Mardi dernier, 18 septembre, dans la foulée de l’annonce de son départ prochain du gouvernement, Collomb, encore ministre de l’Intérieur, a lancé son plan de « reconquête républicaine » des quartiers dits « sensibles ». Dans une cité de Corbeil-Essonnes, les Tarterets, dont les habitants avaient été tenus à distance par un dispositif policier impressionnant -un avant-goût de son plan-, il s’est vanté de vouloir « hisser à nouveau dans chaque rue, sur chaque dalle, au bas de chaque immeuble, le drapeau de la République ». Cette métaphore guerrière, provocante, de « reconquête » est destinée, dans la lignée de ses prédécesseurs, à faire des banlieues pauvres des territoires ennemis aux yeux de l’opinion, qui seraient de véritables jungles où la violence ferait la loi. Elle en dit long sur son mépris des travailleurs et des classes populaires qui y vivent, dont beaucoup font partie des plus pauvres, même en travaillant.

Ancien dirigeant du PS, Collomb avait été le premier des « premiers de cordée » à suivre Macron en 2016. Promoteur des lois les plus répressives comme celle sur la sécurité intérieure -qui a fait entrer dans le droit commun les mesures de l’état d’urgence- et la loi Asile-Immigration, Collomb, démissionnaire en sursis du gouvernement, essaie de faire entendre sa propre musique sur le terrain de la droite extrême. Petits jeux politiciens entre serviteurs de la bourgeoisie, de cette classe minoritaire, parasitaire, grands actionnaires et dirigeants des multinationales, détenteurs des grandes fortunes, qui n’ont qu’une obsession, accroître la part qu’ils s’approprient des richesses produites par les travailleurs.
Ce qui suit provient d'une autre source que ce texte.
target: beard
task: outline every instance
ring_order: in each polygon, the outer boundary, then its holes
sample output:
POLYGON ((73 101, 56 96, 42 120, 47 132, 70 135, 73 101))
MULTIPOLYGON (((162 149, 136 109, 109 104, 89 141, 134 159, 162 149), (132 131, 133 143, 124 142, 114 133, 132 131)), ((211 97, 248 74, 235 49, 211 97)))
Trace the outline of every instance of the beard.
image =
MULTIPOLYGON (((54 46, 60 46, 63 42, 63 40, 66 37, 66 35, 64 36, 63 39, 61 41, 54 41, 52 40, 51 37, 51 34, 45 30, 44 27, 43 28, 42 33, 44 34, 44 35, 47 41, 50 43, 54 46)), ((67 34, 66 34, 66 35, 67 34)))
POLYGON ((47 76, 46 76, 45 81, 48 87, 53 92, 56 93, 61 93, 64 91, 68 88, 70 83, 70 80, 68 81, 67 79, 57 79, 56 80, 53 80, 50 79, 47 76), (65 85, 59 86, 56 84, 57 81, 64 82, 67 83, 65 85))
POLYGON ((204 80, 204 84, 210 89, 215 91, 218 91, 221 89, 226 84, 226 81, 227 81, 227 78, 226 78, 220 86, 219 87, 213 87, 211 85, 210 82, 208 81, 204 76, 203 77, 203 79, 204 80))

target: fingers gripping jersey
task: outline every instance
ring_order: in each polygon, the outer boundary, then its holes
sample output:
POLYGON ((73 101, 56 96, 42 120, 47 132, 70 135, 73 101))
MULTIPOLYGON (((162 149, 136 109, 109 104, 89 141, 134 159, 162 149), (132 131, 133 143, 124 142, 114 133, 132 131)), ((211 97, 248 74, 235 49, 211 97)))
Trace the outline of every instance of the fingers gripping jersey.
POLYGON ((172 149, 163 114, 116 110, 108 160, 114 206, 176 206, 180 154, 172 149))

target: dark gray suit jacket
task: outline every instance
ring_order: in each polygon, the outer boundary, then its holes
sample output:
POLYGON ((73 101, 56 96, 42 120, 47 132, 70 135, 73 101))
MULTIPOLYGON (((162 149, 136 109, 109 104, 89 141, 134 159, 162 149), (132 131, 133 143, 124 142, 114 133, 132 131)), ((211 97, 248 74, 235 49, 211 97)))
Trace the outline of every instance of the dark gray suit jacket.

Par le biais du budget de l’État par exemple. Le gouvernement a longuement communiqué sur le « geste » qu’il a fait pour dispenser 300 000 retraités de la hausse de la CSG, un geste qui coûterait 350 millions d’euros. Mais il oublie le blocage des retraites et minima sociaux à 0,3 % alors que l'inflation est de 2,3 % et ne dit rien, et pour cause, des somptueux cadeaux qu’il offre aux plus riches. Les réformes entrées en vigueur en janvier dernier pour sortir le capital financier de l’impôt sur la fortune et taxer les revenus du patrimoine à un taux de 30 % plutôt qu’au barème de l’impôt sur le revenu représentent 4,5 milliards d’euros que les riches ne paieront pas. Il y a même une centaine de personnes, les plus fortunées, pour qui le gain s’élève à 1,5 million d’euros en moyenne chacune par an. Quant au crédit impôt compétitivité emploi (CICE), non seulement les entreprises en seront remboursées en 2019 au titre de l’année 2018 pour une vingtaine de milliards d’euros mais elles bénéficieront en plus cette même année de sa transformation en baisse des cotisations patronales. Ce qui coûtera à l’Etat un total de 40 milliards d’euros en 2019.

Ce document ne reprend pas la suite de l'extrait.